Meessen de Clercq, Brussels
For ART-O-RAMA, Meessen De Clercq’s project brings together several gallery artists, questioning the notion of leisure. In Marseille, summertime is the prominent period allotted to entertainment, and the idea of the project is to evoke this phenomenon in a simultaneously playful and serious way. The project gathers artists with a strong conceptual approach. Yet in doing so, their work never fails to contain humour. The works are presented in such a way that internal interactions and dialogues are created.

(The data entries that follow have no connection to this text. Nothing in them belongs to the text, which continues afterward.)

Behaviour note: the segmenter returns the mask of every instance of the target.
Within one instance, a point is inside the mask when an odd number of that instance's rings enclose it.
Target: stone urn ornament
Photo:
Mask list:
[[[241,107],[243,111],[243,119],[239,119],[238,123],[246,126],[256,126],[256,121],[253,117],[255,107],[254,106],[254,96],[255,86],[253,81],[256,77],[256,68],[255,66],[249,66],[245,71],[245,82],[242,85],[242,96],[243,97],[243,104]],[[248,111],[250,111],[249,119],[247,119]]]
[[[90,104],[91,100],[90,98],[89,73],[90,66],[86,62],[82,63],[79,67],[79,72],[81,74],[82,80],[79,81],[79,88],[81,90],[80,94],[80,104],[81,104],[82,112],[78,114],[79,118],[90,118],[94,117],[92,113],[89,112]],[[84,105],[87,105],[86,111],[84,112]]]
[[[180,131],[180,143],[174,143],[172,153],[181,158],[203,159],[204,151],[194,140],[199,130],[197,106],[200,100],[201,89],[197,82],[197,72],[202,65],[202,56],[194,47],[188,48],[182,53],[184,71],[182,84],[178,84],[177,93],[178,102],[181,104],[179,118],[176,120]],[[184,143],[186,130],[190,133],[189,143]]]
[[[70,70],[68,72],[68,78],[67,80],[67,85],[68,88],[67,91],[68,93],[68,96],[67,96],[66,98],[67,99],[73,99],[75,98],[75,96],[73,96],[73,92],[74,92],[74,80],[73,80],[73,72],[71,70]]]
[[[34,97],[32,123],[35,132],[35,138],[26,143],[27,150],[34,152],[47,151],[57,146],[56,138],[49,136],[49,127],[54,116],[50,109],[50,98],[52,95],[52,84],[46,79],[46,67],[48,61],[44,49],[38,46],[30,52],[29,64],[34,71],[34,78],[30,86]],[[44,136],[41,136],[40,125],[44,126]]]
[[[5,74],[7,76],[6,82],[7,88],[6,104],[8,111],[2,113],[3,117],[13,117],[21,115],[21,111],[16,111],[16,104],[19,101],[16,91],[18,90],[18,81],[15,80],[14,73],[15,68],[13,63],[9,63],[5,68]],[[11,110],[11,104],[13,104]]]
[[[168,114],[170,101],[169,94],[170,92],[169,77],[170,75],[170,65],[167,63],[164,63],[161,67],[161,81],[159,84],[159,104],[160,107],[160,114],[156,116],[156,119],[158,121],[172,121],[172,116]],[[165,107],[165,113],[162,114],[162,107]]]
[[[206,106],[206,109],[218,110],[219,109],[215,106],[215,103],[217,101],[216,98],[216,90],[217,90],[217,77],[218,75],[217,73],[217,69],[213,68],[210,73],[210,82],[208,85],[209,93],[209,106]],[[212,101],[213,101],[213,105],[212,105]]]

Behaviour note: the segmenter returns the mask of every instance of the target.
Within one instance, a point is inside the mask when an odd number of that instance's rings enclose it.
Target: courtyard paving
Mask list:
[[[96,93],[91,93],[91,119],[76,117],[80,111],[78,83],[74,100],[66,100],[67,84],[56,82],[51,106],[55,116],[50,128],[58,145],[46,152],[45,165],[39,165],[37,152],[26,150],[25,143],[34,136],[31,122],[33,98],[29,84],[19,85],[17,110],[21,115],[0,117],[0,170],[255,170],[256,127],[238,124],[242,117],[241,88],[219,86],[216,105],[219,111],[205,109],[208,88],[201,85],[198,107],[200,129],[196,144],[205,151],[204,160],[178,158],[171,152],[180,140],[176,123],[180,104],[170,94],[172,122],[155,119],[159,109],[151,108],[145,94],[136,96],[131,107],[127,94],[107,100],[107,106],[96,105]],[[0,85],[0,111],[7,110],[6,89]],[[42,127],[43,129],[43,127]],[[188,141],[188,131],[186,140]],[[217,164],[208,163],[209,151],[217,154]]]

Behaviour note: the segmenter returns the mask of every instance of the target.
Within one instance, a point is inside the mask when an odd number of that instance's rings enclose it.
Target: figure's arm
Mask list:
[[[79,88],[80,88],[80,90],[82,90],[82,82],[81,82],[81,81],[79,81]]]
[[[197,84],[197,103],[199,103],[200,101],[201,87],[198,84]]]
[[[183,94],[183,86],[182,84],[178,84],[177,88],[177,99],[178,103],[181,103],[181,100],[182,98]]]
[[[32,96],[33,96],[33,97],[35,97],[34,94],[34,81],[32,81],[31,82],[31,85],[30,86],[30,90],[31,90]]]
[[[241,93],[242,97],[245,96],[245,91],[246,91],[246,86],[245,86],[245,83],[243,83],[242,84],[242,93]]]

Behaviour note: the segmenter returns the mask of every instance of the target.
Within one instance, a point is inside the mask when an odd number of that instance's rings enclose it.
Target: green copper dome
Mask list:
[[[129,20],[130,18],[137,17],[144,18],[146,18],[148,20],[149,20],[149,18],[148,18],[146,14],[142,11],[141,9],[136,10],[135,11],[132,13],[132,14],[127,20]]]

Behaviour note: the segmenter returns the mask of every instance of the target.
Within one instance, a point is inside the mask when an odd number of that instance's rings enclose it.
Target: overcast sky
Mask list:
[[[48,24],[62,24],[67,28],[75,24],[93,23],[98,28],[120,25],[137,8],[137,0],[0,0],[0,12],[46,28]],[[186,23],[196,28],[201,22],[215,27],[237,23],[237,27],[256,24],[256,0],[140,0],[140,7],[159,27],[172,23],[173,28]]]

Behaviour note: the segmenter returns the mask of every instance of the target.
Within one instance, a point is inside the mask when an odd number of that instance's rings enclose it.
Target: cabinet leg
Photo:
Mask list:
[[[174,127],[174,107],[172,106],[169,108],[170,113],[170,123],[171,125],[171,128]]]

Evariste Richer (b. 1969), shows refined works (hand drawn playing cards, bowling balls, …), perfectly illustrating the method of shifts in meaning and of ellipsis characterising his practice. One can also find this characteristic with Nicolás Lamas (b. 1980), young Peruvian artist, who, not without humour, uses everyday objects of which he reveals, or on the contrary eludes, the intimacy. From the table tennis net “delimiting the empty”, over tennis balls, a billiard ball or dice, the initial function of the objects he grabs hold of is twisted. Icelandic artist Hreinn Fridfinnsson (b. 1943) provides us with Urban Impressions in which he recombines scattered pieces of several puzzles. He also shows May Fly, positioned high up in a very discrete way, as part of a series of unusual objects – here a fly used as fishermen’s bait – the artist has been collecting since 2001. The big Tangram by ALEK O. (b. 1981) combines the banality of a manufactured object (umbrellas with faded colours coming from a Chinese restaurant in Milano) and the hand-crafted intervention of the artist. The tangram is a Chinese puzzle, a sort of jigsaw where you have to create or re-assemble figures by combining seven shapes. The positioning of the triangles here suggests different postures that a dog might adopt, but there are underlying references to minimalism or Euclidean principles. Furthermore Lieven de Boeck (b. 1971) shows a brand new work created in Marseille with the CIRVA, and Sarah Ortmeyer (b. 1983) presents a work in reference to chess champion Bobby Fischer.